The Hillary '16 propaganda machine launches a second foray
It is now clear that a finely-tuned plan to soften-up opposition to Hillary Clinton rolling into the Oval Office is being executed through willing proxies. Last week saw the “ban bossy” campaign launched by Hillary enthusiast Sheryl Sandberg with the assistance of a duped Condoleeza Rice, a transparent effort to delegitimize any comment about the former first lady’s imperious demeanor and behavior (she once commanded that military personnel assigned to the White House not look her in the face).
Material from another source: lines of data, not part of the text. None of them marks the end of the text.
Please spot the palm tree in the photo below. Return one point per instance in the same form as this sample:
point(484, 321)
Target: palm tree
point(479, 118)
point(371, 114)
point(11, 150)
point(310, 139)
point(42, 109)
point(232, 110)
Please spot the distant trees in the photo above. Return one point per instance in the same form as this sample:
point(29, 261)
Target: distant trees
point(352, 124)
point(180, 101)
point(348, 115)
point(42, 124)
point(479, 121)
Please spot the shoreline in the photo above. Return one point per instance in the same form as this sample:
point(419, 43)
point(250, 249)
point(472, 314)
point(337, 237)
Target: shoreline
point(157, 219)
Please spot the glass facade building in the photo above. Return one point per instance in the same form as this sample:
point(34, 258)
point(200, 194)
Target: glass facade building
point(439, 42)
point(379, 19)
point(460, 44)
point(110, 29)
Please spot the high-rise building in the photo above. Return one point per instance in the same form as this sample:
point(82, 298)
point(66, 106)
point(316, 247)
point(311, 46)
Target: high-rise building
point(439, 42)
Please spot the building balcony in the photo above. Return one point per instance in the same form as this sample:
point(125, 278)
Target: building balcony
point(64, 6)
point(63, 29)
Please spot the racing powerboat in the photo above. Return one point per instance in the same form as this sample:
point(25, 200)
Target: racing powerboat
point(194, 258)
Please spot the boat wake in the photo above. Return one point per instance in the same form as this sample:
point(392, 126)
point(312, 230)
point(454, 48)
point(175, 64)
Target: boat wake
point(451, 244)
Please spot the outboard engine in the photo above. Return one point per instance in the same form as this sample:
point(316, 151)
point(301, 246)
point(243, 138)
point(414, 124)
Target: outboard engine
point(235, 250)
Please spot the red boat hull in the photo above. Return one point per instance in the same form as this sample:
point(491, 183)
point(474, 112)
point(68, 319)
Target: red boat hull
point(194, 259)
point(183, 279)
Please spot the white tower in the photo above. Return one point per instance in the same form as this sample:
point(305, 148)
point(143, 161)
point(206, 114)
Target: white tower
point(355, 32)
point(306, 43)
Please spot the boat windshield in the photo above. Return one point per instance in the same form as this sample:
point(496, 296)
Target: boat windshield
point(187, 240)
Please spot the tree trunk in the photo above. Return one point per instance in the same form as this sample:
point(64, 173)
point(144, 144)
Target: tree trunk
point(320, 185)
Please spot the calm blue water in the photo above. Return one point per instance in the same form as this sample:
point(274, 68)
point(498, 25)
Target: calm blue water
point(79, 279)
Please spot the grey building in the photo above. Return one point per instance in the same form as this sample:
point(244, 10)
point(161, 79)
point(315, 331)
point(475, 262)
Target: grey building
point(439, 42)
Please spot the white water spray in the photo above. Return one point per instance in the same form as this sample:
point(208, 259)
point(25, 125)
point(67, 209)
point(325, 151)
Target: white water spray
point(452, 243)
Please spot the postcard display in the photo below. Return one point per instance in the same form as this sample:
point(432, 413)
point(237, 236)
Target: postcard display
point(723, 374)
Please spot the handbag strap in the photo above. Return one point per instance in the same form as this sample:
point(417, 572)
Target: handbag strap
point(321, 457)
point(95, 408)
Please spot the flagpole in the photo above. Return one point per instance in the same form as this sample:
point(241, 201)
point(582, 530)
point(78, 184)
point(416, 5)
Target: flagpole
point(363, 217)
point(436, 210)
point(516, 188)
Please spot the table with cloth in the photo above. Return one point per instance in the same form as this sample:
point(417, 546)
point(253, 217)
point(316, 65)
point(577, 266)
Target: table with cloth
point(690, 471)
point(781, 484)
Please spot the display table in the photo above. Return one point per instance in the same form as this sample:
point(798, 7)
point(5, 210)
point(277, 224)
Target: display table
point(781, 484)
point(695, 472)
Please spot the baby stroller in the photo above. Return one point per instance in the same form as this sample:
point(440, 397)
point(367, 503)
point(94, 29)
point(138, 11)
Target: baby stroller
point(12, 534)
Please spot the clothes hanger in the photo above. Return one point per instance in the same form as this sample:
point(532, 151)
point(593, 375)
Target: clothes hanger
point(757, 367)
This week’s propaganda operation is being handled by Life Magazine, which is featuring a series of photos taken when Hillary Rodham was a graduating senior at Wellesley College. The photos are being positioned as “shot by LIFE magazine in 1969 as part of a feature on outstanding college students.” A credulous Chris Cillizza of the Washington Post gushes over the photos as “so fascinating. It captures Clinton before she became ‘HILLARY CLINTON’” and “Hillary Clinton like you’ve never seen her before.”
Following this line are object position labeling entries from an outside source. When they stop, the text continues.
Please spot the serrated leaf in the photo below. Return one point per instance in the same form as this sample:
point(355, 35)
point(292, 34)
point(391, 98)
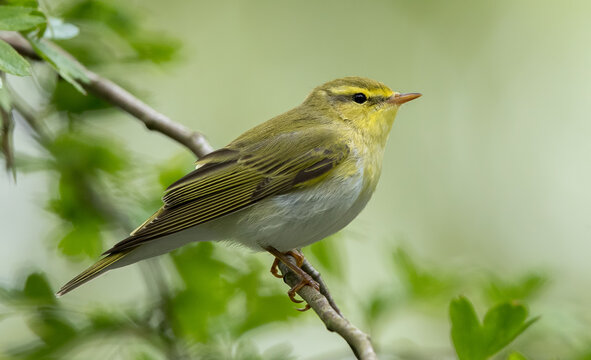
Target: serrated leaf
point(6, 142)
point(82, 240)
point(475, 341)
point(516, 356)
point(503, 323)
point(38, 290)
point(12, 62)
point(17, 18)
point(57, 29)
point(52, 328)
point(466, 330)
point(69, 69)
point(24, 3)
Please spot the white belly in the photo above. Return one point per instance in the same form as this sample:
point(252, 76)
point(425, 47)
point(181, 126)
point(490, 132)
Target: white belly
point(303, 217)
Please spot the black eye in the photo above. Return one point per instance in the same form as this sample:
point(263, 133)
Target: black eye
point(359, 98)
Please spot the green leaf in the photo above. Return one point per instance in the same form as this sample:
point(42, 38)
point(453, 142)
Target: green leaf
point(6, 132)
point(16, 18)
point(421, 283)
point(525, 288)
point(52, 328)
point(82, 240)
point(68, 68)
point(38, 290)
point(24, 3)
point(59, 30)
point(501, 325)
point(516, 356)
point(11, 62)
point(466, 330)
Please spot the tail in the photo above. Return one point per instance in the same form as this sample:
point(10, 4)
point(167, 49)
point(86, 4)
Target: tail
point(95, 270)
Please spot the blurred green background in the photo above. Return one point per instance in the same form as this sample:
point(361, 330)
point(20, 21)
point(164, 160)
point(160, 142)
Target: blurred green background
point(485, 185)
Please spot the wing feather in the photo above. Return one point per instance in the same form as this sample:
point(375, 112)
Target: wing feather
point(231, 179)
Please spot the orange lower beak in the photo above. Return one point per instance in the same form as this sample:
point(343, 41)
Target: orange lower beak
point(400, 99)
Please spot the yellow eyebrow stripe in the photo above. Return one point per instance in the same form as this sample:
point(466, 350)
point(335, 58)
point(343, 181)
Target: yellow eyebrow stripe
point(350, 90)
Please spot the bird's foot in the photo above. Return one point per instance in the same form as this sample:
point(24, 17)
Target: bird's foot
point(305, 279)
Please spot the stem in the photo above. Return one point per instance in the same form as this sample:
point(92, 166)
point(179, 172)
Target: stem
point(320, 301)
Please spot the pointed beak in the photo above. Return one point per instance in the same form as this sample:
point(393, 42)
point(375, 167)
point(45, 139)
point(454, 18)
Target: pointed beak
point(399, 99)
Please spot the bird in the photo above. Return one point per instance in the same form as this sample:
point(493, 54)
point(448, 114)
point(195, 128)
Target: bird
point(282, 185)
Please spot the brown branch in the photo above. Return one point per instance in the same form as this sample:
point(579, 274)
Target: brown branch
point(121, 98)
point(320, 301)
point(359, 342)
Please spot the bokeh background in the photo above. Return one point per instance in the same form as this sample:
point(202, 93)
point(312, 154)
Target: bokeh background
point(485, 184)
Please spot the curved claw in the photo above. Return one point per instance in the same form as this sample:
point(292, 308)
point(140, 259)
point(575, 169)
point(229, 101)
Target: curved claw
point(275, 269)
point(292, 297)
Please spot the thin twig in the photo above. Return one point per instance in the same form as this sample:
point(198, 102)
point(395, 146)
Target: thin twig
point(117, 96)
point(320, 301)
point(358, 341)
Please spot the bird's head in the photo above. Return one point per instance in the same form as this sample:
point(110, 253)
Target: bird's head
point(365, 104)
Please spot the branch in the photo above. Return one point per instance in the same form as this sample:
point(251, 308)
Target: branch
point(121, 98)
point(320, 301)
But I was alive and also a graduating senior at the time, and remember well the treatment Hillary got, and why she got it. For one thing, the clown pants she wore seemed rather comical. For another, LIFE Magazine was actually read by people back then. The real story: Hillary Rodham was allowed to give an address to the student body of Wellesley at commencement, and she ungraciously used the opportunity to attack the commencement speaker, Senator Ed Brooke, the first African American senator since Reconstruction and a Republican, over his support of the Vietnam War.
Naturally, neither Life Magazine nor Cillizza bothers to mention this impolite attack on a black man. Were the political parties reversed, imputations of racism would be highlighted, of course.
Hillary’s breach of etiquette was part of the coarsening of academic life brought about by the antiwar protestors, and heralded the takeover of the university system by the left. Hillary played a prominent role in this disastrous transformation. But her friends in the media are per-emptively defining this away.
With this crowd, you can’t be cynical enough.